Testing the causal impact of social media on polarization around the globe

Close up image of hands and smart phones
  • TWCF Number:


  • Project Duration:

    September 1, 2023 - August 31, 2025

  • Core Funding Area:

    Big Questions

  • Priority:

    Listening and Learning in a Polarized World

  • Region:

    North America

  • Amount Awarded:


  • Grant DOI*:


  • *A Grant DOI (digital object identifier) is a unique, open, global, persistent and machine-actionable identifier for a grant.

Director: Jay Van Bavel

Institution: New York University

Co-Director: Joshua Tucker

Institution: New York University

Research on the impact of social media on polarization has primarily focused on the US and UK. However, recent evidence suggests that the effects of social media on polarization may differ significantly in other countries. To help build a model of the various mechanisms driving polarization around the world, more research is needed to explore the interaction between online and offline social networks, cultural and political contexts, and their role in polarization across different countries.

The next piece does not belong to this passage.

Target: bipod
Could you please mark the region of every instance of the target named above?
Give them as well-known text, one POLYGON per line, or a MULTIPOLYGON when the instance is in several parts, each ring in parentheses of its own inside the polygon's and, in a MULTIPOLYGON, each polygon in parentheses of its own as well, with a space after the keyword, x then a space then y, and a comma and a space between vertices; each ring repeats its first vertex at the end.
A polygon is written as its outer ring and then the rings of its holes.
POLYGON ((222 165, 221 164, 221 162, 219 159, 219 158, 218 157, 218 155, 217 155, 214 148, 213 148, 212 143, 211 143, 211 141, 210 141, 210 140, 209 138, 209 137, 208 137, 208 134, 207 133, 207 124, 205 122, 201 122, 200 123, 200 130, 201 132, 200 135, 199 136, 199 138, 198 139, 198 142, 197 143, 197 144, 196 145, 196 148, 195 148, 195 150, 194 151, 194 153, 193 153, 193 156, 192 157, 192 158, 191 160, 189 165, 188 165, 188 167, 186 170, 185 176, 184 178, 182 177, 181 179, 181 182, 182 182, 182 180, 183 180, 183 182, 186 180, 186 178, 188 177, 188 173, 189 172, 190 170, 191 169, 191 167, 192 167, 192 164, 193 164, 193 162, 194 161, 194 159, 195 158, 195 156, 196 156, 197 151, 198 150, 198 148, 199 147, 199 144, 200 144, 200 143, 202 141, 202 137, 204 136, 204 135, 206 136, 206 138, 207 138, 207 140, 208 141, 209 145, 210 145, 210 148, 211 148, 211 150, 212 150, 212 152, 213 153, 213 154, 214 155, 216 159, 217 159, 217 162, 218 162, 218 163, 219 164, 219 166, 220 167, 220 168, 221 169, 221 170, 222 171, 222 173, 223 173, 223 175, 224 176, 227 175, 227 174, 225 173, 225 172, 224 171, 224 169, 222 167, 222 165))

A new project led by Jay Van Bavel and co-directed by Joshua Tucker at New York University aims to address this gap. The project team will collaborate with a team of hundreds of researchers across at least 20 (and up to 50) countries to conduct a cross-cultural field experiment in which participants are incentivized to temporarily deactivate their Facebook accounts for 2 weeks. The team plans to:

  1. Measure how this Facebook deactivation impacts affective polarization (e.g., animosity toward one’s out-group).
  2. Examine both affective polarization toward opposing political parties, as well as polarization toward other out-groups (e.g., ethnic polarization), which are both included in TWCF’s definition of polarization.
  3. Examine whether the effects of Facebook cessation are moderated by a number of country-level variables (such as the strength of a country’s democracy, whether a country has a two-party or multi-party system).

The project will also examine various variables, including individual differences, offline social networks, and country-level factors, to determine their predictive power in understanding polarization in a global context. The project will compare these findings with predictions from social media researchers and laypeople to evaluate existing polarization models. The dataset from this project, which will include a comprehensive list of translated measures of affective polarization in many countries, will be shared on the Open Science Framework so that other researchers can further study polarization in many cultural contexts.